Experimental setup
Think of the following situation: you have two black boxes. One contains a laser that emits photons linearly polarized at an angle of 45° with respect to the horizontal, we label this state $|45^°\rangle$. The other black box contains two lasers, each of which emits photons in one of the two orthogonal linear polarization states which we label $|H\rangle, \, |V\rangle$ for horizontal and vertical. Note that we could also write $|0°\rangle, \, |90°\rangle$ instead. There is another device in this second box that randomly switches between the two lasers so that only photons from either of the two lasers are leaving the box at any given time. We assume that at any given time, we only have a single photon from box 1 or box 2 in our measurement apparatus.
From the outside, the two boxes are identical and the light emitted from both boxes also appears to be identical when you analyze it using a 50/50 polarizing beam splitter (PBS) and two detectors D1,D2. The beam splitter works in this way: if a photon with $|H\rangle$ polarization is incident, it always leaves through output 1 to D1, if a photon with $|V\rangle$ is incident, it always leaves through output 2 to D2. Hence, you can distinguish between the two orthogonal polarizations by observing which of the two detectors D1 ($|H\rangle$), D2 ($|V\rangle$) registers a signal at any given time.
Now lets see the measurement outcomes for the light emitted from either of our two boxes.
Box 1: Since the PBS projects the incoming light into the $\{|H\rangle, |V\rangle\}$ basis. For each single photon, the detection at D1, D2 is random. If we repeat the measurement many times with many single photons emitted from box 1, we will find that the probability for detection at either D1 or D2 is 50%. We can explain this by recalling that the light emitted from box 1 is in the $ |45^°\rangle$ state. In the $\{|H\rangle, |V\rangle\}$ measurement basis of our PBS, this is a superposition state, $ |45^°\rangle_{H,V} = 1/\sqrt{2} \left ( |H\rangle + |V\rangle\right ) $.

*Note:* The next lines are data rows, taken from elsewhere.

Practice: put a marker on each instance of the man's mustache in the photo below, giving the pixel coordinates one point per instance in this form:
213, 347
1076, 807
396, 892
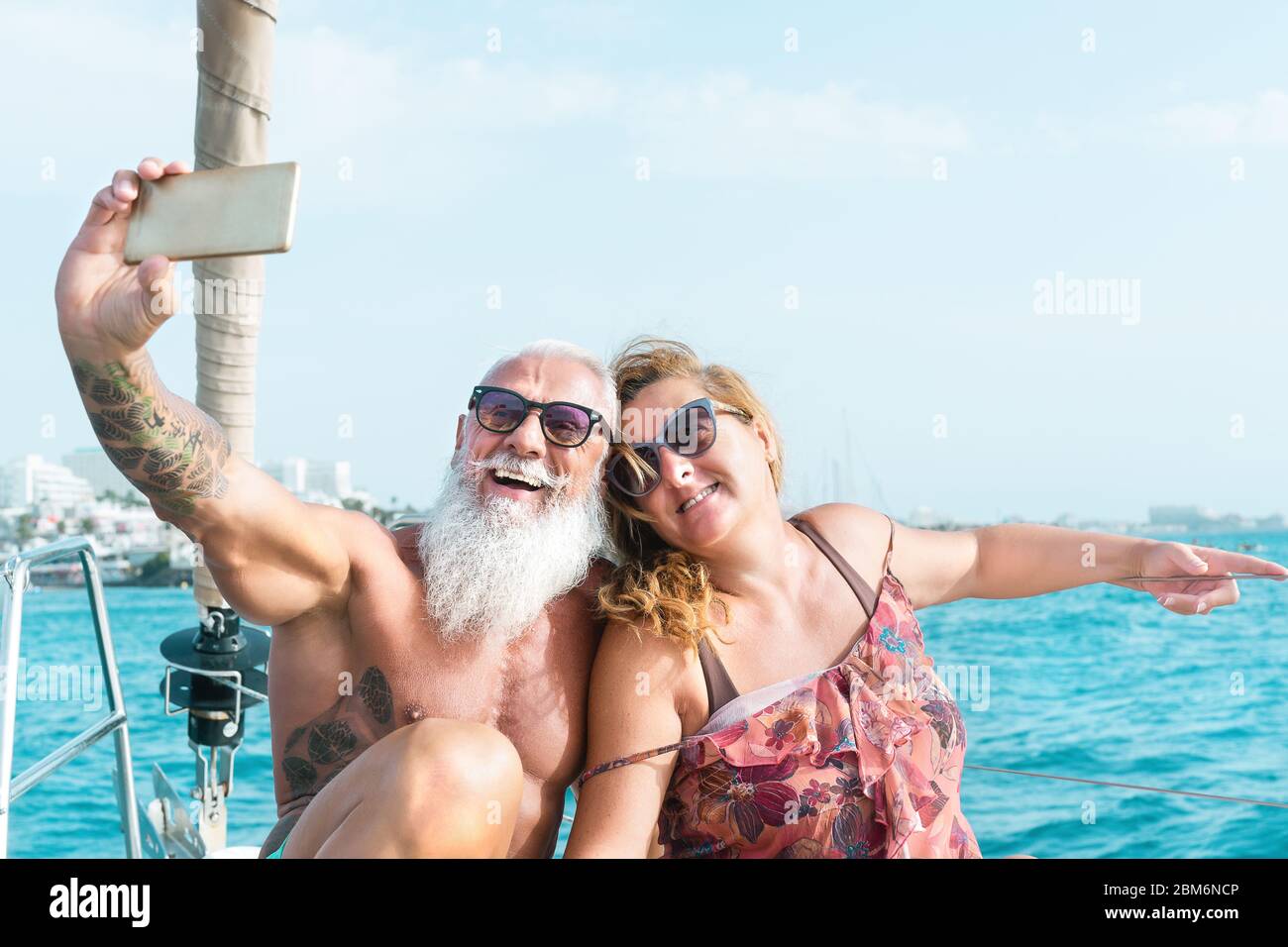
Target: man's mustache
514, 464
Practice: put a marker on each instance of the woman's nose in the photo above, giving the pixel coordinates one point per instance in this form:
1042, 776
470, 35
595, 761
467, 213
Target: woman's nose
675, 470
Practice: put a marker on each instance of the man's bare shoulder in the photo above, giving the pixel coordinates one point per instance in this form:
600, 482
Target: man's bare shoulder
366, 540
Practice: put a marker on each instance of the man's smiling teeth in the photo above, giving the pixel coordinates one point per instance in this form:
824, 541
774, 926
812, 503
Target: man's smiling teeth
522, 478
695, 500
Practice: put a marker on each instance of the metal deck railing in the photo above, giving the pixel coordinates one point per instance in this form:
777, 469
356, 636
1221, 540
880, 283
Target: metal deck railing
16, 582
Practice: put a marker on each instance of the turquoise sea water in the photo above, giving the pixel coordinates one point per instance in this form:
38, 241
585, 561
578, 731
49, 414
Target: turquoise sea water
1096, 682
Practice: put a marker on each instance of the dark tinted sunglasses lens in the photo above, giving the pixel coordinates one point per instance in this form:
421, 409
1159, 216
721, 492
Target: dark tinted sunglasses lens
566, 424
500, 411
692, 432
635, 474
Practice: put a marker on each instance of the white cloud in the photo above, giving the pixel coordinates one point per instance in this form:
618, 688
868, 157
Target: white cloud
1262, 121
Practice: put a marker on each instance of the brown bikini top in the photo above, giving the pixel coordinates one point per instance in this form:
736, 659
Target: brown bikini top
720, 686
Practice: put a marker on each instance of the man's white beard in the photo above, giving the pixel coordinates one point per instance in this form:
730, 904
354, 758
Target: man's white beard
492, 565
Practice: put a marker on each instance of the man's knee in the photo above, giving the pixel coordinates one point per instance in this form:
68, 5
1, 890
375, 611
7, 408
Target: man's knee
458, 755
455, 780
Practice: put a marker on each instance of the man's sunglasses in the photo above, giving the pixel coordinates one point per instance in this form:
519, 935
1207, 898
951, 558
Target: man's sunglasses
690, 433
563, 423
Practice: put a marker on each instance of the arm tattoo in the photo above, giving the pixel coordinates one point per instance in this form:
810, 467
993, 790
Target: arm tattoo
170, 450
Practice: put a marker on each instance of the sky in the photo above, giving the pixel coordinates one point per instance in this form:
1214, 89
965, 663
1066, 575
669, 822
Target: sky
866, 209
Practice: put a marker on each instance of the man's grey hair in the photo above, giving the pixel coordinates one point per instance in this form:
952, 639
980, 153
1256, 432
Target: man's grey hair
555, 348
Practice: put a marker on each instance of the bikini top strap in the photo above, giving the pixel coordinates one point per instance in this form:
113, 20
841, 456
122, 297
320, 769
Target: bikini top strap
720, 686
626, 761
862, 590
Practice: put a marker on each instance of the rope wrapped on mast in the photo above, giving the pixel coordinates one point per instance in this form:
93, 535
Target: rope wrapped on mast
235, 71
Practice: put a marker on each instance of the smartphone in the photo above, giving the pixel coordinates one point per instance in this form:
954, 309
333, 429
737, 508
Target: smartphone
228, 211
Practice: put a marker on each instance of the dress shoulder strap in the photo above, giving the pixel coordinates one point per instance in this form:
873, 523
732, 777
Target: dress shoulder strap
862, 590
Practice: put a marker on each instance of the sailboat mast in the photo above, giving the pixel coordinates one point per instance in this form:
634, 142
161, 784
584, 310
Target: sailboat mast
235, 69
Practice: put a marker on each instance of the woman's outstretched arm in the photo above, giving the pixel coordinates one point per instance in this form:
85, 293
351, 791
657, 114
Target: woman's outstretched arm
1024, 560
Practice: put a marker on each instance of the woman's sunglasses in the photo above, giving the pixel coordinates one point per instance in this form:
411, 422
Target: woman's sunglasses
690, 433
562, 421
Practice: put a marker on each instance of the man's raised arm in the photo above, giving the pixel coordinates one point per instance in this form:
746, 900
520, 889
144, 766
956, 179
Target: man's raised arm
271, 556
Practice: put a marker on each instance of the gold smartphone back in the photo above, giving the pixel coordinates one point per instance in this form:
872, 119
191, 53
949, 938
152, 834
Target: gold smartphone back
228, 211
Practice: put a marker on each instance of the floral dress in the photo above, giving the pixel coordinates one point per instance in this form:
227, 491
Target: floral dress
859, 761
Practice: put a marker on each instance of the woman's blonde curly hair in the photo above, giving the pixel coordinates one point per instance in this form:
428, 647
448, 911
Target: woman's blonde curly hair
657, 586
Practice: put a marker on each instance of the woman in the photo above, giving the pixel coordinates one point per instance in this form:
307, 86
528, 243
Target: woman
711, 725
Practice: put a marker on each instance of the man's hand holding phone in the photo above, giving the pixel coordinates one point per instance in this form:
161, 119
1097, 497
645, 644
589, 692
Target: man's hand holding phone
107, 308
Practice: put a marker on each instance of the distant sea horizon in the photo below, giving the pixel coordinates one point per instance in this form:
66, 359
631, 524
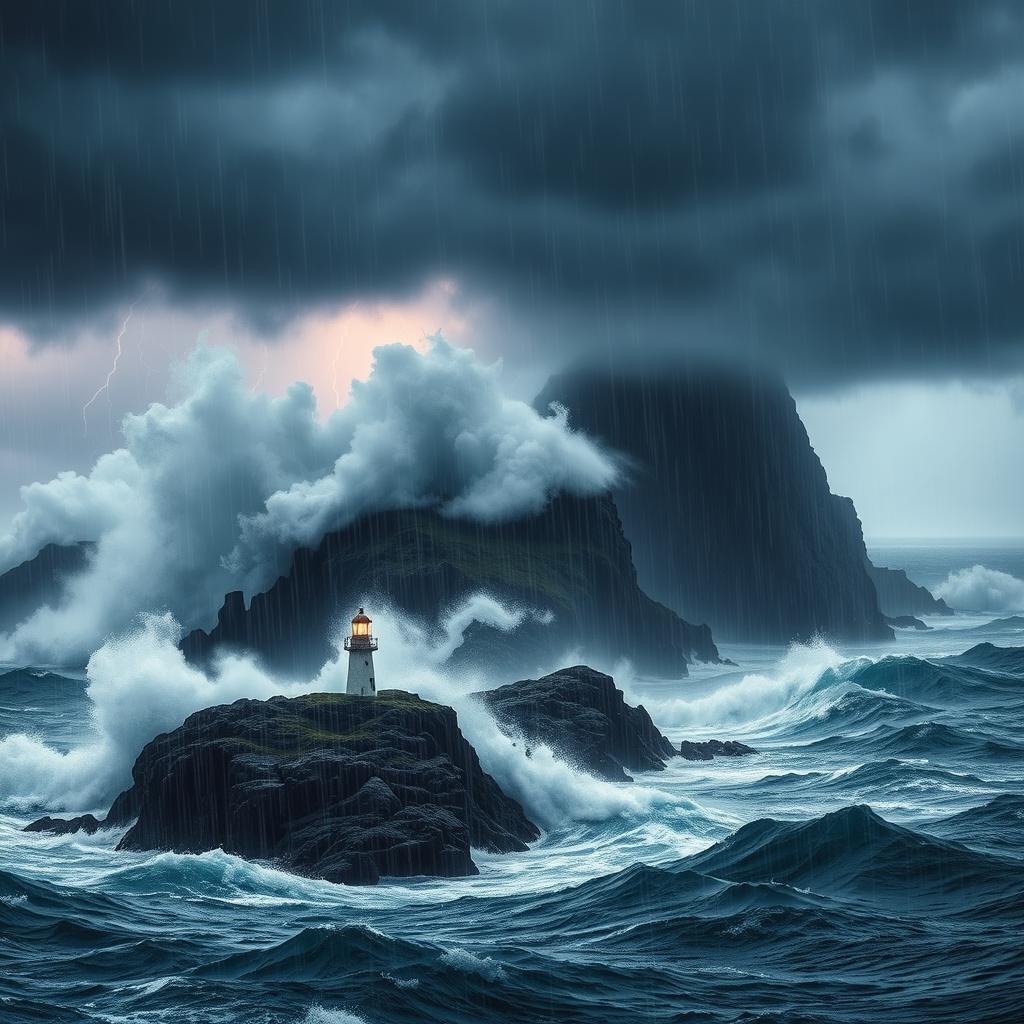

Box 2: Now we have a random stream of single photons, each in a well defined polarization state wrt to the measurement basis of the PBS. If we measure again for a large number of single photons, we will find exactly the same result as before, the detection clicks will be evenly split between D1 and D2.
Change of basis
So can we distinguish between box 1 and box 2? Yes, we can simply by introducing a change of basis using a half wave plate HWP. If we insert the HWP in the beam path at an angle of 22.5° wrt to the horizontal axis, linear polarized light $ |45^°\rangle$ will be transformed into $ |H\rangle$ (or $ |V\rangle$ depending on the exact configuration of the HWP - but let's not bother with the exact mechanism here). That is, we rotate the states in the tilted polarization basis $\{|45^°\rangle, \, |135^°\rangle \}$ (or any other pair of orthogonal angles) to align with the $\{|H\rangle, \, |V\rangle \}$ measurement basis of our PBS. Correspondingly, the states of the $\{|H\rangle, \, |V\rangle \}$ basis are rotated into the tilted basis $\{|45^°\rangle, \, |135^°\rangle \}$.
So what happens if we introduce this change for the measurement on box 1 and box 2?
Box 1: Since the state incident on HWP is $\|45^°\rangle$, the photon transmitted through the HWP will always be in $|H\rangle$. Therefore, we will only detect photons at detector D1!
Box 2: photons $ |H\rangle$ will be transmitted as $ |45°\rangle$, $ |V\rangle$ will be transmitted as $ |135°\rangle$ through the HWP. Again, PBS projects the incoming polarization states $|45°\rangle$ or $|135°\rangle$ onto the $\{|H\rangle, \, |V\rangle \}$ basis. The outcome of the projection for both of the two possible input states will be random again - 50% of the time you get a click at D1, 50% of the time at D2. So the measurement outcome for a large number of photons did not change in this case!
What does that mean?
Evidently, the perceived randomness of every single measurement outcome before introducing the HWP between box 1 and box 2 is of different nature. This is because the light emitted from box 1 is in a pure state while the light emitted from box 2 is in a mixed state. We found an unitary transformation of our Hilbert space (rotating our basis by 45° through the introduction of the HWP) that rendered any single measurement outcome for box 1 deterministic whereas the outcome for box 2 remained completely random. In fact, in case of box 2, there is no such transformation that would render the detection deterministic. The randomness in case of box 1 is an inherent feature of the superposition state that we can completely remove by finding the basis in which the state of the system conincides with one of the basis vectors. In case of box 2, the randomness is externally introduced through our device that randomly selects which polarization state of photons is allowed to exit the box.
So not only have we found a simple experimental setup that distinguishes mixed and superposition states by introducing a change of basis, we also learned that superposition is a basis dependent phenomenon.